Les dirigeants se sont pour leur part vu proposer un blog (« Antidote ») alimenté par des articles et réflexions proposant un regard décalé et prospectif sur l’actualité. Ainsi que des webinaires hebdomadaires avec des philosophes ou des économistes « leur permettant de s’aérer l’esprit ».
Les équipes pédagogiques de l’Ifcam (et leurs prestataires) ont par ailleurs monté, en trois semaines, une plate-forme e-learning ouverte, accessible depuis n’importe quel support. « Les gens sont de plus en plus acteurs de leur formation et nous voulions tester cette tendance, à nos yeux évidente, auprès de nos salariés », souligne Denis Faure. Depuis plus d’un mois, quelque centaines d’entre eux s’y sont inscrits et s’y forment en toute liberté sur une centaine de sujets professionnels : finance, développement personnel, langues... « Nous y serions venus de toute façon, ajoute Denis Faure. Mais le contexte très particulier du confinement a levé des freins. » Tony Esnault abonde : « Cela fait des années que nous testons la digitalisation, mais certains collaborateurs n’accrochaient pas. Aujourd’hui, le taux de satisfaction est de 90 %, les outils se sont améliorés, les gens en redemandent. »

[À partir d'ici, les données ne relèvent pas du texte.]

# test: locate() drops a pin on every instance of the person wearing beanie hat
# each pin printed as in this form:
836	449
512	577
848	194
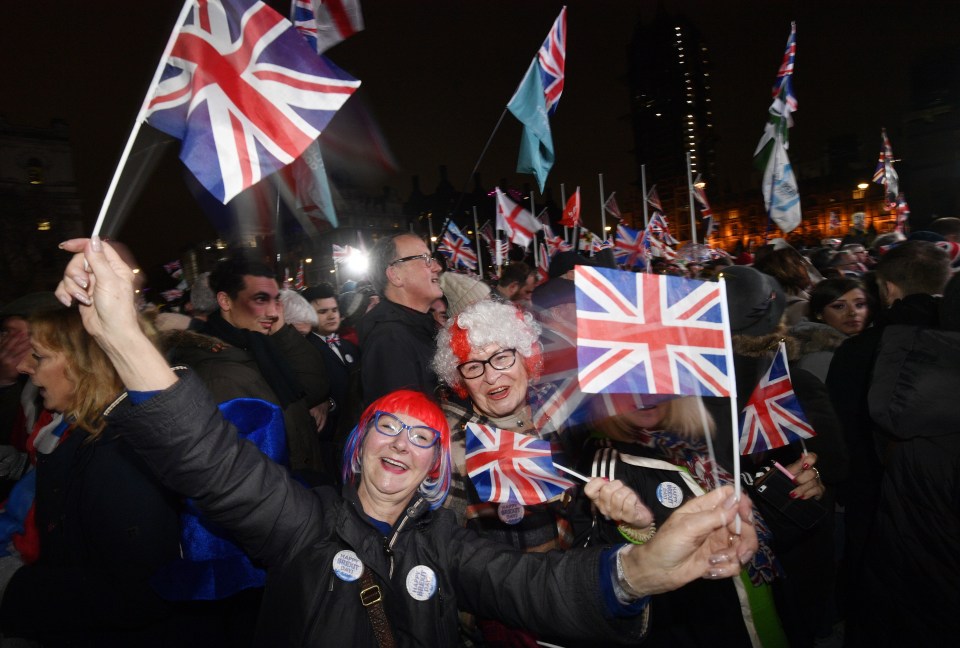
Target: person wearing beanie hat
462	291
18	396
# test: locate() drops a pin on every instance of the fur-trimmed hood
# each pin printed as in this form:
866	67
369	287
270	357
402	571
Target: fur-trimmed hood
816	336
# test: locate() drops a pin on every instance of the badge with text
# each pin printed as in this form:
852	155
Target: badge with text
421	582
347	566
669	494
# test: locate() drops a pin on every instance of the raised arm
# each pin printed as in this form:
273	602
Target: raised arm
102	285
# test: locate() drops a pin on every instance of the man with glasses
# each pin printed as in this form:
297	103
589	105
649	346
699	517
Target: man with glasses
397	336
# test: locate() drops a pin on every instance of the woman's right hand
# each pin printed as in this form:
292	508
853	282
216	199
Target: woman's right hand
618	502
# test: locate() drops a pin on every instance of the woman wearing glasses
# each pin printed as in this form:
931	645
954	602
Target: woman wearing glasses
490	354
380	564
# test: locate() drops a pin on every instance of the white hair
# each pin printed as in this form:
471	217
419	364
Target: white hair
483	323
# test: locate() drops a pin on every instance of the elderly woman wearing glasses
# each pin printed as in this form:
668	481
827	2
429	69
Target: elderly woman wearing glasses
379	564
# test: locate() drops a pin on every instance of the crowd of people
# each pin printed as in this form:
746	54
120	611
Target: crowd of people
274	467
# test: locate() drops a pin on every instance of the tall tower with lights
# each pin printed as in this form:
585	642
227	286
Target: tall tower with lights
669	77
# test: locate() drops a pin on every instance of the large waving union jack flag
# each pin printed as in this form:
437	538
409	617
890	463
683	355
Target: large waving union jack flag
508	467
456	246
773	416
651	334
630	248
245	93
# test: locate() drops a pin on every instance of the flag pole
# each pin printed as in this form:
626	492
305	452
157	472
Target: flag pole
693	222
476	239
603	211
536	254
563	201
141	116
643	188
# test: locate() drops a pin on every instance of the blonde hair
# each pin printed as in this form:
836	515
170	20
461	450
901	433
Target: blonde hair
95	381
684	416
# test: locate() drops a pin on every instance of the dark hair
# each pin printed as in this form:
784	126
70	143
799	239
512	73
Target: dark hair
829	290
787	267
915	267
228	275
946	226
516	272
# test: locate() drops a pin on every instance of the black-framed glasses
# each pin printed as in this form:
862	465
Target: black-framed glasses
421	436
428	259
501	361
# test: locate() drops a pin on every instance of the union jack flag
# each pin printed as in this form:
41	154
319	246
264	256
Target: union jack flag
783	83
324	23
552	56
611	206
630	248
519	224
651	334
300	283
653	199
245	93
508	467
342	252
886	175
571	213
554	243
456	247
773	416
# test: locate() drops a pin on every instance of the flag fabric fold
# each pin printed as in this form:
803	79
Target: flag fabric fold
773	417
509	467
571	212
244	92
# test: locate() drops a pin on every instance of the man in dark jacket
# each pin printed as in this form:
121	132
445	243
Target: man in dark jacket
248	319
397	336
910	277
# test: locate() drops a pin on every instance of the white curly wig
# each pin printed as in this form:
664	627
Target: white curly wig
483	323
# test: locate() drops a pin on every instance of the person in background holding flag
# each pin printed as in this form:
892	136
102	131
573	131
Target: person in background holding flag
657	447
756	304
325	549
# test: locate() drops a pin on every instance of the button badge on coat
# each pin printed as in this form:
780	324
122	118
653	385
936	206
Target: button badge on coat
421	582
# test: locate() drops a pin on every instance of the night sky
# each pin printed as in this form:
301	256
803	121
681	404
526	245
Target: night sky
437	75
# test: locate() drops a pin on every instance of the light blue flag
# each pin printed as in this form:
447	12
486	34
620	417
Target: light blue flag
529	106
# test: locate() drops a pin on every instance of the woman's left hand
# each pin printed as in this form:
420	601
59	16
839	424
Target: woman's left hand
618	502
807	478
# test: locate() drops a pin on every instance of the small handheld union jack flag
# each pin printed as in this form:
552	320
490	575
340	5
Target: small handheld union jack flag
773	417
651	334
508	467
456	246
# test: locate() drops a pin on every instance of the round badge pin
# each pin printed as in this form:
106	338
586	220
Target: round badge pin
669	494
510	512
347	566
421	582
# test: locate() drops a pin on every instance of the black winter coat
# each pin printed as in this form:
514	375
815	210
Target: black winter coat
106	525
297	533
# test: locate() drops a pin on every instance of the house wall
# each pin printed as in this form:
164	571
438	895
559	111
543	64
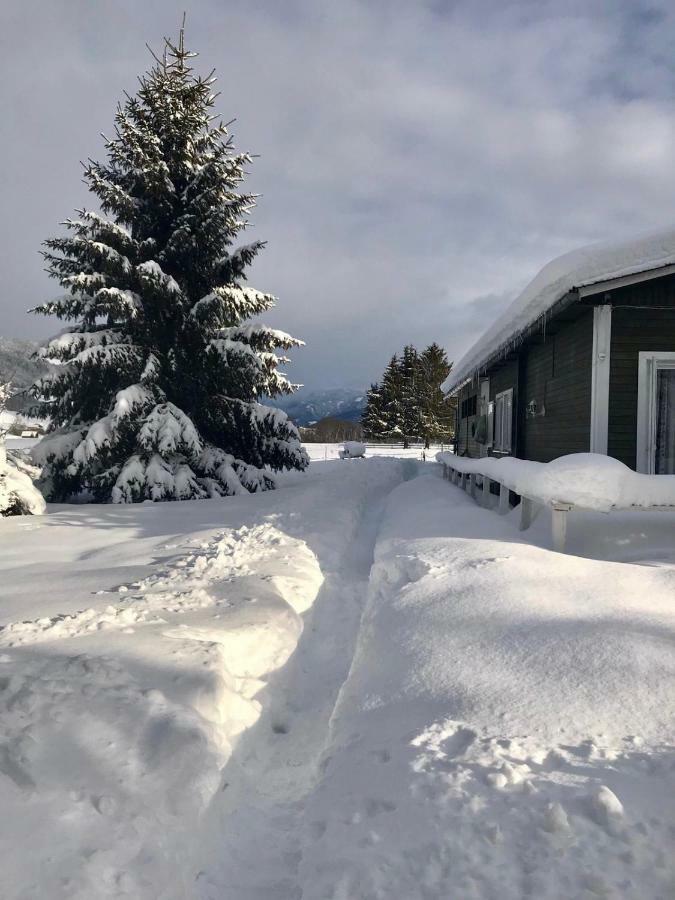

Cet élan de modernisation n’est pas près de s’arrêter. « En peu de temps, nous avons déplacé des montagnes. Tout ce que nous avons accompli, nous ne le perdrons pas, assure Céline Saulin. Nous avons convaincu les métiers que nous pouvions former différemment et nous devons nous armer pour faire face à de nouvelles crises, comme la paralysie des transports en commun, surtout en Ile-de-France. » Pour autant, le présentiel n’est pas mort, estiment les responsables formation. Mais il doit lui aussi se réinventer.